Geçen sezonun Şampiyonlar Ligi finalisti Juventus, yeni sezona Nou Camp’ta başlayacak. Barcelona, birkaç sene önceki hallerinden uzak olsa da ne zaman bir İtalyan takımı Barselona’ya gidecekse, akla ilk önce aynı maç gelecek. Yani fıskiyeli maç!

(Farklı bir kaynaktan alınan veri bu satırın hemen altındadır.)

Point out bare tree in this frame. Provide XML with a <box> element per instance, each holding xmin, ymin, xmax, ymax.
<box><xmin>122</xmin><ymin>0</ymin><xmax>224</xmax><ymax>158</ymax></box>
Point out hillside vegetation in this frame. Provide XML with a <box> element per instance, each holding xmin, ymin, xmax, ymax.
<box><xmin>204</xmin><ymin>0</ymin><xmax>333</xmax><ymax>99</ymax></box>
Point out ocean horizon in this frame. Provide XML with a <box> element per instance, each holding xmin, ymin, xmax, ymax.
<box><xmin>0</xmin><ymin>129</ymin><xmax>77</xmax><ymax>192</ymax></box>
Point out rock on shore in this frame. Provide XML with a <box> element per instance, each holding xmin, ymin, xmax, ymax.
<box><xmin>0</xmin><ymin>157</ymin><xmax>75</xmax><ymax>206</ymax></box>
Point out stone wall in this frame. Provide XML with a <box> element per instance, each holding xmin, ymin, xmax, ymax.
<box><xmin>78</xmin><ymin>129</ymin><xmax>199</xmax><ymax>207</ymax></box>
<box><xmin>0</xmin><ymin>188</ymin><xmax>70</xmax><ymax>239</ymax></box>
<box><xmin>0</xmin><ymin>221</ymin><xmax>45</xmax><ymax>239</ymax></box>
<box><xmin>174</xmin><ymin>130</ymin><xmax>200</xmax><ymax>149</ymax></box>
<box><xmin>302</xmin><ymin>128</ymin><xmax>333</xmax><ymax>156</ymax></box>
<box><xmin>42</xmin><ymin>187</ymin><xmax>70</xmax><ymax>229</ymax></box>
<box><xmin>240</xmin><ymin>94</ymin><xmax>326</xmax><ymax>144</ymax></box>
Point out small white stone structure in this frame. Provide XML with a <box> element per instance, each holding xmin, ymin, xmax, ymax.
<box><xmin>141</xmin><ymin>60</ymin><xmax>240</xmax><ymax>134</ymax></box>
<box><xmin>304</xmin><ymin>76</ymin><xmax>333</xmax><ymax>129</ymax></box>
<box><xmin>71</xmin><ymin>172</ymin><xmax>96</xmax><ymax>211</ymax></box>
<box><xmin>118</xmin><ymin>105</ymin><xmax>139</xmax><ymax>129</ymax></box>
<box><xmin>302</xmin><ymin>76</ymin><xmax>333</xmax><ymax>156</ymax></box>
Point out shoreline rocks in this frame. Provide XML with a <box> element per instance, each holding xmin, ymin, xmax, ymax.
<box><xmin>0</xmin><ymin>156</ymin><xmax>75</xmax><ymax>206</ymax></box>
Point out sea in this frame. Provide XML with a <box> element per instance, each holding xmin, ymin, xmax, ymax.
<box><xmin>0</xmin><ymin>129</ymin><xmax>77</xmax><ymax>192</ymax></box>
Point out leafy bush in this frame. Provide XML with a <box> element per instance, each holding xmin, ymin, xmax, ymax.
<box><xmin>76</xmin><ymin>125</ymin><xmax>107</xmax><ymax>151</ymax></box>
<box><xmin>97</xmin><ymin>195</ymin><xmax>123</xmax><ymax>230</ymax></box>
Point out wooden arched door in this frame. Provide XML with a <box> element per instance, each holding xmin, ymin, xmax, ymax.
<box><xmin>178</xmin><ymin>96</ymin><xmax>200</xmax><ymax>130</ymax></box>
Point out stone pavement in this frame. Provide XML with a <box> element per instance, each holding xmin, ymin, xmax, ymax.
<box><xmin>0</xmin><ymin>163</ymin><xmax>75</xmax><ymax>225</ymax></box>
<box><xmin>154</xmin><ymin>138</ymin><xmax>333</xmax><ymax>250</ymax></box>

2009 yılında, turnuva boyunca sadece bir yenilgi yaşayarak Roma’da Şampiyonlar Ligi kupasını kaldıran Barcelona, 2010 için de en büyük favoriydi. Grup aşamasında sadece Gökdeniz Karadeniz’in Rubin Kazan’ına yenilmiş, ikinci turda Stuttgart’ı, çeyrek finalde de Arsenal’i adeta dağıtmıştı. Üstelik skorlardan da öte, Guardiola’nın oynattığı futbol her geçen gün üstüne koyuyordu. Takım pas ve pres oyununu bambaşka bir seviyeye çıkarmış; oyun içinde yeni bir alternatif üretmek için de sezon başında Inter ile takasa girmişti. Bu takas sonucunda kasadan çıkan para ve Samuel Eto’o karşılığında Zlatan Ibrahimovic Nou Camp’a gelmişti. Barcelona, dünyanın ‘yenilmez’i olmuştu.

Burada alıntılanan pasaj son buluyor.